A blustering rube from the purlieus was conscripted into the Union Army after making a galvanic speech accompanied by calliope encouraging his supernumerary colleagues to revolt against the Crown. Wearing a periwinkle blouse, hot pink brogues and an unkempt mop, the authorities easily identified him and wasted no time in sending him to battle where he could make no further agitation. The nameless authorities felt no contrition over their decision. It was only a peccadillo, only one maniac out of trillions.
Furtively, I stepped onto the proscenium and made the announcement I’d been dying to disclose. I was a dipsomaniac, but not without compunction for the shame I would bring to my family with this corroboration of their darkest fears.
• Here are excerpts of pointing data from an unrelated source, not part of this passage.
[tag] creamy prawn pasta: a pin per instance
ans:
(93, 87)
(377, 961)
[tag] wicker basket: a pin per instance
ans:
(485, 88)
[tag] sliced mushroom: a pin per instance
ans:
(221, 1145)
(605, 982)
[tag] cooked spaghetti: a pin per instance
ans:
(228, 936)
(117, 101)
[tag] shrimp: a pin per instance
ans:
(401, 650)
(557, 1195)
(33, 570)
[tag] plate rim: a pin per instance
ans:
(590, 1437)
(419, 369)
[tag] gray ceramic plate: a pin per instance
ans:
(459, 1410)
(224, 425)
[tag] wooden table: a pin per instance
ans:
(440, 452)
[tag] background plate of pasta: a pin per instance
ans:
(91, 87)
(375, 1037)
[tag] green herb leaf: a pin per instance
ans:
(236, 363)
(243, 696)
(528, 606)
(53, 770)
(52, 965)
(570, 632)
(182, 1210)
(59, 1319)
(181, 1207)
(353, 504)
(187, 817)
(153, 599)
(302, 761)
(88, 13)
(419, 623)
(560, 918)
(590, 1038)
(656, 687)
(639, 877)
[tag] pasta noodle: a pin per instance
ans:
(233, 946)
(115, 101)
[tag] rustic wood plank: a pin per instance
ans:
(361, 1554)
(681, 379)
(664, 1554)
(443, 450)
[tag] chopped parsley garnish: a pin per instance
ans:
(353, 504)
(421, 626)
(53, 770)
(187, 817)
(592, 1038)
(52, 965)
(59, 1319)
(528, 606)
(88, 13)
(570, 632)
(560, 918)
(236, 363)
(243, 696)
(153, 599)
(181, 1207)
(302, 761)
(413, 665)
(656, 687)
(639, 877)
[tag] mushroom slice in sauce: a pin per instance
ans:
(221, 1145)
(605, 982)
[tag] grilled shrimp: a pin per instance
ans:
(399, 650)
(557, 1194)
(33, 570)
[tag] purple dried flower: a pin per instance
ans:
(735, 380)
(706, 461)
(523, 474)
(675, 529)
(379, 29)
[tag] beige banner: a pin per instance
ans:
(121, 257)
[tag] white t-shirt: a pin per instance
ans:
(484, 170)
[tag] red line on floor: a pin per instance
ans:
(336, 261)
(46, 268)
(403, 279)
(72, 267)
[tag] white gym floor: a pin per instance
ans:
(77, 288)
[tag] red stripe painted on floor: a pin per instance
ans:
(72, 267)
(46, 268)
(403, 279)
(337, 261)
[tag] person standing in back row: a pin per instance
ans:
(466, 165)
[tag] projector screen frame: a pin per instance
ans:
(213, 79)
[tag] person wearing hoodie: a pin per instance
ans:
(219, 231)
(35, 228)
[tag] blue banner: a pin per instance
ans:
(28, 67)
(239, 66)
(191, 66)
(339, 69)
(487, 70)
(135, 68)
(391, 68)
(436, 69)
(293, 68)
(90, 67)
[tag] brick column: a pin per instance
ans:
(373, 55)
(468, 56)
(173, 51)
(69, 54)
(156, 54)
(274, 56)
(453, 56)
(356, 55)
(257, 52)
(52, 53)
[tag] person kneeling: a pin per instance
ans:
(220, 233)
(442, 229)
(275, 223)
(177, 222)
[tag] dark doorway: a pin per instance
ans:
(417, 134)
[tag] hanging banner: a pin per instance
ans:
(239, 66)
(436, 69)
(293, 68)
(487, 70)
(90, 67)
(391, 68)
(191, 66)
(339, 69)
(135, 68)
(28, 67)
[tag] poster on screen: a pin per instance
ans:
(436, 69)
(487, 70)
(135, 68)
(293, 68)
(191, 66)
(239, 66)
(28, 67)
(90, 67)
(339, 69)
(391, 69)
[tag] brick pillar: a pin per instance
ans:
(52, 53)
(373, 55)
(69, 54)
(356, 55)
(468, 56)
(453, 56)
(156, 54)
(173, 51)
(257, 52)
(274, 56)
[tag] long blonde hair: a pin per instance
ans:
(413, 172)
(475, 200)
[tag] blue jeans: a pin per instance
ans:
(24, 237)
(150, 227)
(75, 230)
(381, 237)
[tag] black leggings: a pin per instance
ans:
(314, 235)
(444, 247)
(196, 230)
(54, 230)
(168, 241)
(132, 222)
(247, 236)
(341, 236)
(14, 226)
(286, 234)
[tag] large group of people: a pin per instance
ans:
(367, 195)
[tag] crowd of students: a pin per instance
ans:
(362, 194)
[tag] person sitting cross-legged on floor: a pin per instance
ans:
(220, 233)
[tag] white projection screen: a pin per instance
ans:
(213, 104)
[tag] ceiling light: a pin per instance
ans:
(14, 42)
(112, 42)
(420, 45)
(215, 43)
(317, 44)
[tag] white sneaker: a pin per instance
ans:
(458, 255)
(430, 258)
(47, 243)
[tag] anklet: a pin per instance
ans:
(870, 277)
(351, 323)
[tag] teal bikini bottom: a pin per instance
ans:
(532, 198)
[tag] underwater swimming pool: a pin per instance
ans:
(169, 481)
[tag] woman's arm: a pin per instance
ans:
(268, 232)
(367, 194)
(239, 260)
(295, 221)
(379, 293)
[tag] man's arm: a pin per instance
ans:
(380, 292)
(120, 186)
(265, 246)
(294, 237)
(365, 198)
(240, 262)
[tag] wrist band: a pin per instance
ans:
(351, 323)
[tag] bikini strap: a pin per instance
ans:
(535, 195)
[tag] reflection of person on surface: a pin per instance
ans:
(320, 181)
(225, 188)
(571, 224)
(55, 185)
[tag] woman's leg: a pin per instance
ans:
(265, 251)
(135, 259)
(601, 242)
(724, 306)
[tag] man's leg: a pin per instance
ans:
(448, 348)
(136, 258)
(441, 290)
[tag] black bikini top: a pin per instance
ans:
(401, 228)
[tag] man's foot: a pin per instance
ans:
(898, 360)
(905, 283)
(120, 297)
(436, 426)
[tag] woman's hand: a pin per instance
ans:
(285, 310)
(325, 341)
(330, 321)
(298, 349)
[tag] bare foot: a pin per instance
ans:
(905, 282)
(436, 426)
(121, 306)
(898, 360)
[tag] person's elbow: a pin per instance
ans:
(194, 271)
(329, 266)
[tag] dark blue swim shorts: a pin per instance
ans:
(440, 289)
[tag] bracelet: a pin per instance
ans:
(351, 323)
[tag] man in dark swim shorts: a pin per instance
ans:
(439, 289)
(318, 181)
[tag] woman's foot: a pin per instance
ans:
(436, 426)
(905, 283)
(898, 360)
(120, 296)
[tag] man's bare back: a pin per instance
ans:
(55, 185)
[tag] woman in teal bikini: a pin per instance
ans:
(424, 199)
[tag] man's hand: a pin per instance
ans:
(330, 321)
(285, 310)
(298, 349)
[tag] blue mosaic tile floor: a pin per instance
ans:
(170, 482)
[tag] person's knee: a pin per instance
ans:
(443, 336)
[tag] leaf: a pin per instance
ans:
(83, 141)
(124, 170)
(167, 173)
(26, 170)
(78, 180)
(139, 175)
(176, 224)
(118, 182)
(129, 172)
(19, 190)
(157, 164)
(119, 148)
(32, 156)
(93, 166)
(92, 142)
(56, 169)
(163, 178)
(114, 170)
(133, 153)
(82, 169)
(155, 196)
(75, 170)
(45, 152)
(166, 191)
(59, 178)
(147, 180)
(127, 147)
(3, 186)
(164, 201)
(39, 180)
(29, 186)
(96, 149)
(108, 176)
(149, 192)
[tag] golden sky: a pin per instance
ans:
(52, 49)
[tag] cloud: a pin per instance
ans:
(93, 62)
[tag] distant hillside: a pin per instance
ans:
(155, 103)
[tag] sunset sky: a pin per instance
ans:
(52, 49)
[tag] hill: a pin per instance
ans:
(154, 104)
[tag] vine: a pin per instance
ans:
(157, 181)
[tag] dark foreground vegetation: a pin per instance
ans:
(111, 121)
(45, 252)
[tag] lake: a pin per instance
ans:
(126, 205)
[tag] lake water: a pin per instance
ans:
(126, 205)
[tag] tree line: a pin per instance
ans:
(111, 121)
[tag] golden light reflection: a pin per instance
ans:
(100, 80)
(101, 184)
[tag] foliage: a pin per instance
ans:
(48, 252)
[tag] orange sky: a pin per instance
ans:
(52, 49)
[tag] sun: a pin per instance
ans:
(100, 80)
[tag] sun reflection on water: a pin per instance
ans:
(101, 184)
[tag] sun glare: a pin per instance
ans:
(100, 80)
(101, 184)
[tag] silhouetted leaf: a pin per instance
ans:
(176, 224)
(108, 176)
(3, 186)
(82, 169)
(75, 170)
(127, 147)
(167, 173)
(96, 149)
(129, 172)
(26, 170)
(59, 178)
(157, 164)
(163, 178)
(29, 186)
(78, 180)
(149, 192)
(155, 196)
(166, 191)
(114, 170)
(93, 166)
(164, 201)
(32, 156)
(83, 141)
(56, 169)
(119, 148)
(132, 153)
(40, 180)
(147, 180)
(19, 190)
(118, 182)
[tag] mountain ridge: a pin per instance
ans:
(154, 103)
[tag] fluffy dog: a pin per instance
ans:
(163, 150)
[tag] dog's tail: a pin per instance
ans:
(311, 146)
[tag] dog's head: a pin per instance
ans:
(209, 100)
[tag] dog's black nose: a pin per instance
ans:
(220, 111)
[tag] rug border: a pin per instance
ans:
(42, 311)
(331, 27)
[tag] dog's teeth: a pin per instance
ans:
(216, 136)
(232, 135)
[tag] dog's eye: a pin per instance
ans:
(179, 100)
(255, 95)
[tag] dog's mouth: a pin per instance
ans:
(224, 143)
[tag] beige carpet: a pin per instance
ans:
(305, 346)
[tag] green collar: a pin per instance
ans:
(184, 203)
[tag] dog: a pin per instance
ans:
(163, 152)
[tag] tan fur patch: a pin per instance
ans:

Of course, I had never been obstreperous. I’d done as I was told. And yet, I could not live freely until I tendered unto myself carte blanche and acceptance through open expression and honesty. I was not sententious as I said it. It was not incumbent on me to go on long. “I’m a dipsomaniac!” I yelled with open arms and a face brimming with fresh tears and the smile of a one who had freed himself from the shackles of secrecy and abiding thirstiness. “Now get me a drink!” I cried.